The current demand for an apology from Bill Clinton arises out of new assumptions. But #MeToo is a product of our times, and the impeachment happened 20 years ago. A great deal has changed, and it doesn’t make much sense to try to understand Clinton’s behavior from within our present context. But more importantly, I don’t think Clinton did anything he should apologize for, least of all to Monica Lewinsky. If anything, she should apologize to him. She is the one who behaved badly, and her misbehavior caused his distress.
People will say, How very unfeminist – blaming poor little Monica! Not at all.
Lewinsky was at the time about 22 – young, but legally of age to take responsibility for her actions. By all accounts, she was the instigator: she was on the rope line, she brought the pizza, she sent the book, she proffered the slightly-used cigar. She knew what she wanted and she went after it. Yes, his acquiescence is not noble and displayed bad judgment, but she started it and must be held responsible for whatever happened thereafter. And if every time we made a bad decision we suffered the equivalent of impeachment – well, the world would be a nastier place than it currently is. And if women don’t have to take responsibility for their decisions, they remain children.
Clinton made a few bad, but not unreasonable, assumptions, the worst being that no one would ever find out. Monica was crazy about him, and politically liberal – she would never betray him. Hillary would never find out. So what was wrong with a little not-quite-sex in an alcove off the Oval? But there was one fault in his reasoning – he didn’t understand the mind of the 22-year-old girl.
Her predicament was this: she had to confide in someone – the affair was just too juicy, too exciting – but who? Her contemporaries, she correctly surmised, were blabbermouths – they couldn’t keep a secret, not one like this. Her mother? Well, although Monica and her mother had a good relationship, there are limits: you cannot use the words “blow job” in a sentence to your mother the subject of which is “I”. But another wise older woman would be perfect!
On the White House staff, Betsey Wright had the unenviable job of heading off “bimbo eruptions.” She worried about the president’s proclivities and tried to forestall disasters. She saw Lewinsky as trouble waiting to happen, and determined to head it off. So she removed Lewinsky from her White House intern position, and placed her in the Pentagon. It seemed like the right, indeed, the essential, move.
Wright’s decision is turns Monicagate into a Greek myth, the kind where the hero receives a prophecy (say, he will kill his father and marry his mother), so he leaves home and goes far away, sure he has thwarted fate. But you cannot thwart fate. Oedipus couldn’t, and neither could Betsey Wright.
Next door to Monica’s new Pentagon office was Linda Tripp – the very sort of nice, wise, older woman Monica craved as a confidante. Tripp, of course, was something very different, and she and her buddy Lucianne Goldberg cooked up a plot (one important piece of which was getting Lewinsky to save the midnight blue, semen-stained cocktail dress). Tripp and Goldberg were the troublemakers; they acted out of malice and with little concern for the damage they might do. They must bear the blame for much of what happened. They owe a lot of people an apology.

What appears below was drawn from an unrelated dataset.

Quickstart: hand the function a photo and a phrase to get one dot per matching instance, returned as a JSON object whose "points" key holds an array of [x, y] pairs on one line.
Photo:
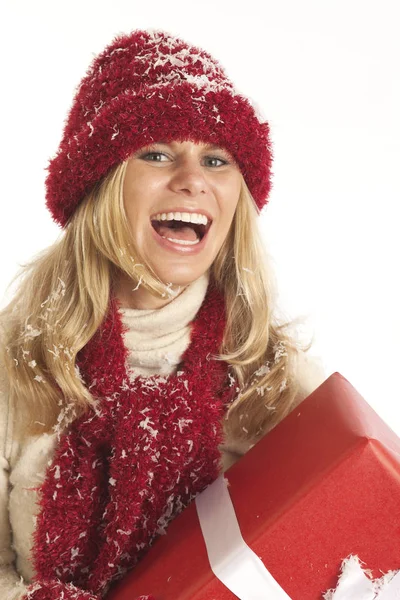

Monica had no idea of their machinations. But it was her decision to trust Linda Tripp that set a national disaster in motion. Her pursuit of the President and her choice of Tripp as confidante were the causes. Monica made both of those decisions, so she is to bear a good share of the blame for what followed. She should apologize to Clinton, not vice versa.
And one more person needs to apologize to all of us, and has not: Ken Starr, for savaging the Constitution in many ways: not the least, holding both Lewinsky and her mother separately incommunicado for many hours, denying them their right to an attorney; and for forcing us, the taxpayers, to underwrite his lengthy sashay into politically motivated pornography. Starr, not Clinton, was the major violator of women in this narrative. Feminists have let him off easy.